Medical conditions aside, it’s still normal to sometimes have trouble sleeping. I’m going to mention some things that affect your sleeping patterns and hopefully, it’ll help you deal with your sleep problems.
Some people can only sleep on a certain kind of bed. That’s why some bedding companies have come up with sleep numbers to classify their beds and mattresses. Mostly, they’re talking about the softness or firmness of the mattresses, but they fail to discuss other factors.
There are more sleeping positions than I can shake a stick at, but here are a few to think about:
Some people like to lie on an arm when in a sideways position, with the arm tucked under a pillow. It often causes the arm to “go to sleep” and they end up having to readjust eventually. Some pillow makers have created pillows with arm slots designed specifically for people like this.
A contour pillow, another design, is for the person who likes to sleep on his or her back, with the lower part of the pillow higher than the upper part of the pillow to support the neck.

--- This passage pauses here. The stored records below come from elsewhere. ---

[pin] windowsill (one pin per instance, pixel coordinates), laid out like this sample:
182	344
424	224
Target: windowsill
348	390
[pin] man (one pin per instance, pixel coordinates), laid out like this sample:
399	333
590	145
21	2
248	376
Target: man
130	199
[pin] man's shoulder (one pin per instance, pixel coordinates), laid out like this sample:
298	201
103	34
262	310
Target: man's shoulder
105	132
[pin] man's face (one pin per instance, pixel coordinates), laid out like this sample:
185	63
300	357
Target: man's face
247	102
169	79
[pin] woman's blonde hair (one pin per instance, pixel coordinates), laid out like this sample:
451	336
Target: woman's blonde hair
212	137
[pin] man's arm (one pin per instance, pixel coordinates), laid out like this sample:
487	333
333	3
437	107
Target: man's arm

During my 20-year stint in the military, I learned to fall asleep anywhere at anytime. When you’re tired, worn out, and you haven’t had much sleep to begin with, you can sleep on the ground, on a cold cement floor, or even while sitting and resting against a wall.

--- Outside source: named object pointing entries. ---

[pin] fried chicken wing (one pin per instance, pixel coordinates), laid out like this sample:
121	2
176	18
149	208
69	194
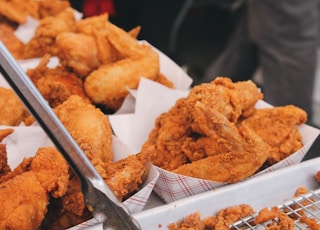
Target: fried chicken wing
78	52
46	32
277	127
57	84
236	153
178	137
109	84
25	196
89	127
123	177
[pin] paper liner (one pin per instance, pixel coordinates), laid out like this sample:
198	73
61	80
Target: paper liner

A sedentary lifestyle can do one of two things when it comes to sleep. It can either cause you to sleep more or it can cause you to sleep less. It all depends on how much you use your brain.
If you’re not mentally active and you’re not physically active, it’s quite normal to sleep less than six hours per 24-hour period. If you think about it, it makes sense. When you’re in a “rest” position most of the day anyway, why would your body need much more during sleep?

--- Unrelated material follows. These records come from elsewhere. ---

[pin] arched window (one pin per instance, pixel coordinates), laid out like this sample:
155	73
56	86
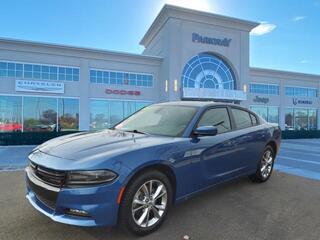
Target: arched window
208	71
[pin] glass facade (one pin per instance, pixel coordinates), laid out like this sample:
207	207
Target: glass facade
68	114
208	71
10	114
300	119
270	114
106	113
121	78
38	114
301	92
36	71
262	88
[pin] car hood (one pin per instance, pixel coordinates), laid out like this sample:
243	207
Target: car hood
102	144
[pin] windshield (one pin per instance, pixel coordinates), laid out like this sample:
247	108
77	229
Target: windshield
163	120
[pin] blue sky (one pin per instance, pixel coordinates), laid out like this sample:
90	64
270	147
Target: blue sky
288	39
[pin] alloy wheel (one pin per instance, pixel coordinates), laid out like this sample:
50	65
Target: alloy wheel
266	164
149	203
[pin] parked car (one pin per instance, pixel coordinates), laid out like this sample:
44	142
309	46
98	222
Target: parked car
10	127
133	173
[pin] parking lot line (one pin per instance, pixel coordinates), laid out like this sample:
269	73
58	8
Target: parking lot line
297	171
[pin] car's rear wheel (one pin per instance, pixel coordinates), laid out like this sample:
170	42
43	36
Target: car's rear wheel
265	166
145	202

If you are mentally active while not being physically active, the mental activity can take a toll in itself and you can still need eight plus hours of sleep per day. I don’t know many people who fit into this category, other than students with a lot of homework.
It doesn’t take a lot of exercise to make your body crave sleep. Twenty minutes to an hour a day is enough, depending on the intensity of the exercise.
Your age and your lifestyle habits have a lot to do with how long or how well you sleep. It’s quite common for people in their middle-aged years and older to nap during the day for 2-4 hours and then to sleep for 4-6 hours at night. Of course, this also depends on work cycles. Older people who still have full-time jobs can end up sleeping as much or more than younger people.
There is no “one size fits all” when it comes to sleeping.
The stress of living day-to-day is enough to cause problems sleeping. If you find yourself thinking about what you need to get done tomorrow, while trying to fall asleep tonight, your level of mental stress can keep you awake. If you find yourself doing this, learn to take notes and keep a notepad next to your bed.
Of course, there are other things you think about while trying to fall asleep and that’s part of the problem, trying to fall asleep. Sleep should come naturally and if it doesn’t, then you need to adjust your sleeping pattern. Perhaps you need to go to sleep earlier or later and it all depends on how long it’s been since you’ve done any activity, since you’ve eaten, and other factors.
If you’re trying to normalize your sleep cycle, and your sleeping hours are out of sync with the rest of your life (like sleeping from 4 am to noon when you want to sleep from 10 pm to 6 am), delaying your sleep until the next night can correct the problem in short order.
That’s the method I use when I’m dealing with “jet lag”. The first couple of days following a change in time zone can seem like hell, but it’s worth it in getting back to a normal sleep cycle as quickly as possible.
Your sleeping environment could be an issue. Too much light, too much noise or even problems with frequent urination can cause unnecessary sleep interruptions. If light is an issue, you may want to invest in something that covers your eyes. If noise is an issue, you may want to invest in ear plugs.
It doesn’t matter what you do to make your sleeping environment conducive to sleep except that you need to get it done immediately.
If you find it difficult to fall asleep often, you need to act instead of react. A prolonged lack of sleep can cause a whole range of mental conditions ranging from irritability to hallucinations.
If your sleeping environment isn’t a good environment, perhaps changing your environment is the answer. If your bed isn’t comfortable, do something about it. Exercise regularly if you can.
Don’t be afraid to see a doctor. Certain medical conditions can make it difficult, if not impossible, to fall asleep without medication.